MSV Normannia 08
- Full name: Märkischer Sportverein Normannia 08 Berlin e.V.
- Nickname: MSV
- Founded: 1908; 117 years ago
- Ground: Stadion Finsterwalder Straße
- Capacity: 4,000
- Chairman: Torben-Marc Meyer
- Manager: Michael Schmalz
- League: Bezirksliga Berlin (VIII)
- 2015–16: Kreisliga Berlin A – Staffel 2 (IX), 2nd (promoted)
| Home colours | Away colours |

= MSV Normannia 08 =

German football club

MSV Normannia 08 is a German association football club from the city of Berlin. The club was established 1 October 1908 as Berliner Fußball-Club Normannia and adopted its current identity as Märkischer Sportverein Normannia 08 Berlin in 1988.

== History ==
Early in its history, the club flirted with failed partnerships. In 1911, they joined with SV Niederschönhausen for a year. They merged with BFC vom Jahre 1893 in 1918 to play as Sportvereinigung Normannia vom Jahre 1893 in another short-lived partnership lasting just a year. In 1928, they adopted the name Berliner Sportclub Normannia before later becoming Sportverein Normannia. Throughout this period and through to the end of World War II, the team played lower-tier local football.

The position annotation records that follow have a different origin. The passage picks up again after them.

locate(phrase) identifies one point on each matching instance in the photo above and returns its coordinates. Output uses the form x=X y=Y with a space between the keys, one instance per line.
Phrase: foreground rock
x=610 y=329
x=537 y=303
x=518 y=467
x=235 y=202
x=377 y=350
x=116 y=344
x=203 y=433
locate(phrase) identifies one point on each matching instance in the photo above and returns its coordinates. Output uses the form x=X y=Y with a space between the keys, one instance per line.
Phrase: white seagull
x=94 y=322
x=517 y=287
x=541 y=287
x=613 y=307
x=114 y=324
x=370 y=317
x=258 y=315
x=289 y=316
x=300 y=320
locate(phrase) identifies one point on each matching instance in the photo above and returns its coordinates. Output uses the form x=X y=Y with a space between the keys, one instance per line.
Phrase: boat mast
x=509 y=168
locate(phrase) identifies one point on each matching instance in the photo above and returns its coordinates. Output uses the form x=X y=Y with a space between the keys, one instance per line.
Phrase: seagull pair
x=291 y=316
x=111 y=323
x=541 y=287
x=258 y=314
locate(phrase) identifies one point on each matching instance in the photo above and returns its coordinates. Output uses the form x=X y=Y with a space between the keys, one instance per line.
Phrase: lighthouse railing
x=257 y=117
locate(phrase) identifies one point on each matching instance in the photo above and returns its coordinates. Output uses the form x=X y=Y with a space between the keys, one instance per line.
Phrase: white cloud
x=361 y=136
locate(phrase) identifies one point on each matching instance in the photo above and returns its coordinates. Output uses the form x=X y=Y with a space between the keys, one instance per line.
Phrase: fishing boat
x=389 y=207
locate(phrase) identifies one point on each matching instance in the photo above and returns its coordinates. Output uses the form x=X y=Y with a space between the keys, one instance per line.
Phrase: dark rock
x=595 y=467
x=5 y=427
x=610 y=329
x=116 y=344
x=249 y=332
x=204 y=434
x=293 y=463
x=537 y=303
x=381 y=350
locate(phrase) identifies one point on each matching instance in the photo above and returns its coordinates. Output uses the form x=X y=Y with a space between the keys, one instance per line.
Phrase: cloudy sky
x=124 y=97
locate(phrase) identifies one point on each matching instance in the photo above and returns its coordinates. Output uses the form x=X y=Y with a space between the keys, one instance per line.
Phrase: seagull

The club briefly disappeared in the aftermath of the war when occupying Allied authorities banned organizations across the country, including sports and football clubs, a part of the process of denazification. New clubs soon emerged in the latter half of 1945 and the membership of Normannia was re-organized as Sportgruppe Nordost alongside a large part of the former membership of Nordiska Berlin. Normannia was re-founded on 15 April 1950 and resumed its place as a lower-tier local side. The club's greatest success came with their advance to the Amateur Oberliga Berlin (III) for a single season turn in 1971–72.

MSV Normannia 08 most recently played in the ninth tier Kreisliga Berlin A where a runners-up finish in 2015–16 took the club back up to the Bezirksliga.